Time to first detection of a true failure.
False positive detection rate.
Message loss rate.

In other words, the failure detector accepts as parameters the above three values, and for those guarantees to be respected, each node in the failure detector cluster must send at least \(m\) number of messages, which is what we are after.

The original paper from which I learnt most of this is On Scalable and Efficient Distributed Failure Detectors.

We shall talk about eventually complete (every failure is eventually detected) failure detection, in a crash-stop failure model (actually it isn’t hard to extend the analysis to a crash-recovery model, but we don’t assume Byzantine failures).

Parameters

1. Time to first detection of a true failure

The failure detector in question accepts a parameter \(T\), which is the maximum time in seconds between a process failing, and some other process detecting this. Note that this explicitly does not assume any dissemination mechanism, and depending on what it is, first detection may or may not mean detection by all non-faulty processes.

2. False positive detection rate

The next parameter the failure detector accepts is \(\alpha_{T}\), the acceptable false failure detection rate till the first true failure detection. This is a bit tricky to understand. Consider at time \(t_0\), we have a bunch of non-faulty processes \(p_1, p_2, p_3.., p_M\) that have not been marked failed yet. We want the probability that any non faulty process marks any of \(p_i\) as failed till \(t_0 + T\) to be capped at \(\alpha_{T}\). To look at this from another perspective, consider 1000 random time periods, each of length \(T\). For each time period, we count the number of false failure detections, and sum them up (good nodes marked as faulty by another good node). We want this number to be no more than \(1000\alpha_T\).

3. Message loss rate

The application also specifies the probability of any given message being lost. This is applied independently to each message, and hence may not be a true picture of what happens in the real world (correlated message losses around congested network zones), but hey at least we are not talking about a spherical cow in vaccum. We call this parameter \(p_{ml}\).

Result

With the parameters specified as above, in an \(N\) node distributed failure detector, the minimum number of messages each node has to send per second is given by

\[ m_{min} = \frac{1}{T} \frac{\log\alpha_T}{\log{p_{ml}}} \]

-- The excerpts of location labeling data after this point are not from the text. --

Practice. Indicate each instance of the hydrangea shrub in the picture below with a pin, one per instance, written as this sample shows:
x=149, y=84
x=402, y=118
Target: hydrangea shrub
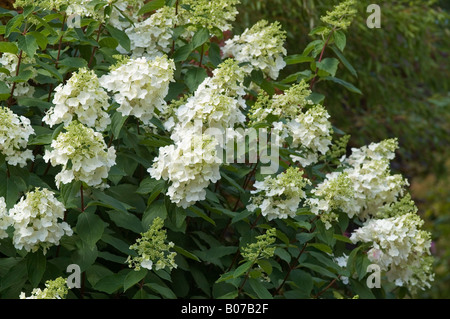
x=114, y=122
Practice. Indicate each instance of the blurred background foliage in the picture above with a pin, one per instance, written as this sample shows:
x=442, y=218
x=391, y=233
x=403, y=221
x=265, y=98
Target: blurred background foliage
x=403, y=73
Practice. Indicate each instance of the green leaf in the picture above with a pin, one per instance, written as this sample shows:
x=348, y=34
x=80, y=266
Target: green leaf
x=214, y=54
x=156, y=209
x=84, y=256
x=361, y=289
x=28, y=44
x=105, y=200
x=90, y=228
x=165, y=292
x=36, y=265
x=345, y=84
x=127, y=221
x=340, y=39
x=120, y=36
x=200, y=37
x=12, y=25
x=329, y=65
x=322, y=247
x=259, y=289
x=242, y=269
x=185, y=253
x=182, y=53
x=319, y=270
x=110, y=284
x=75, y=63
x=117, y=122
x=9, y=47
x=297, y=58
x=342, y=238
x=4, y=91
x=303, y=281
x=23, y=76
x=109, y=42
x=194, y=77
x=133, y=278
x=344, y=61
x=51, y=69
x=41, y=40
x=152, y=6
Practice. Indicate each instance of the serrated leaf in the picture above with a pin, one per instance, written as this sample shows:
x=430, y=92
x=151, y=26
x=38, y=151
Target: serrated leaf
x=345, y=84
x=36, y=265
x=90, y=228
x=182, y=53
x=9, y=47
x=120, y=36
x=259, y=289
x=133, y=277
x=321, y=247
x=329, y=65
x=200, y=37
x=242, y=269
x=194, y=77
x=152, y=6
x=28, y=44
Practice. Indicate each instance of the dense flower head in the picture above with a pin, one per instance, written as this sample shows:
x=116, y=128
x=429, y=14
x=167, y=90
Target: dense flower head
x=373, y=184
x=9, y=61
x=333, y=194
x=153, y=36
x=14, y=134
x=81, y=98
x=218, y=100
x=140, y=86
x=400, y=248
x=36, y=221
x=217, y=14
x=153, y=249
x=261, y=47
x=4, y=218
x=365, y=184
x=279, y=197
x=340, y=17
x=311, y=131
x=262, y=248
x=54, y=289
x=84, y=155
x=190, y=165
x=281, y=106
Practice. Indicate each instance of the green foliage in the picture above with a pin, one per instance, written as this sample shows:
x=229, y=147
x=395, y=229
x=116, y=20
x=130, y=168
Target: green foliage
x=215, y=248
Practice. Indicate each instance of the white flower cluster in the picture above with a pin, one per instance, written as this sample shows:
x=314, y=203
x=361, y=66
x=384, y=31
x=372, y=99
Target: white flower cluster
x=190, y=165
x=261, y=46
x=140, y=85
x=312, y=131
x=218, y=100
x=9, y=62
x=217, y=14
x=153, y=36
x=54, y=289
x=82, y=99
x=279, y=197
x=309, y=129
x=364, y=185
x=193, y=162
x=400, y=248
x=83, y=154
x=35, y=219
x=14, y=134
x=4, y=218
x=342, y=262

This is neat, because it does not depend on the cluster size \(N\)!

Proof

Suppose each node sends \(m\) messages out (as heartbeats or pings to other nodes) in a time period \(T\). The only way a non-faulty process can appear as faulty to all others is if all its outgoing messages are dropped in the time-period of \(T\) seconds. This happens with probability \(\left(p_{ml}\right)^m\). We want this probability to be capped at \(\alpha_T\). So,

\[ \alpha_T \ge \left(p_{ml}\right)^m \]

\[ \implies \log{\alpha_T} \ge m\log{p_{ml}} \]

\[ \implies m \ge \frac{\log\alpha_T}{\log{p_{ml}}} \left(\because 0 \lt p_{ml} \lt 1, 0 \lt \alpha_T \lt 1 \right) \]

Since \(m\) is the number of messages sent every T seconds, the number of messages per second \(m_r \ge \frac{1}{T} \frac{\log\alpha_T}{\log{p_{ml}}}\), and hence, \(m_{min} = \frac{1}{T} \frac{\log\alpha_T}{\log{p_{ml}}}\).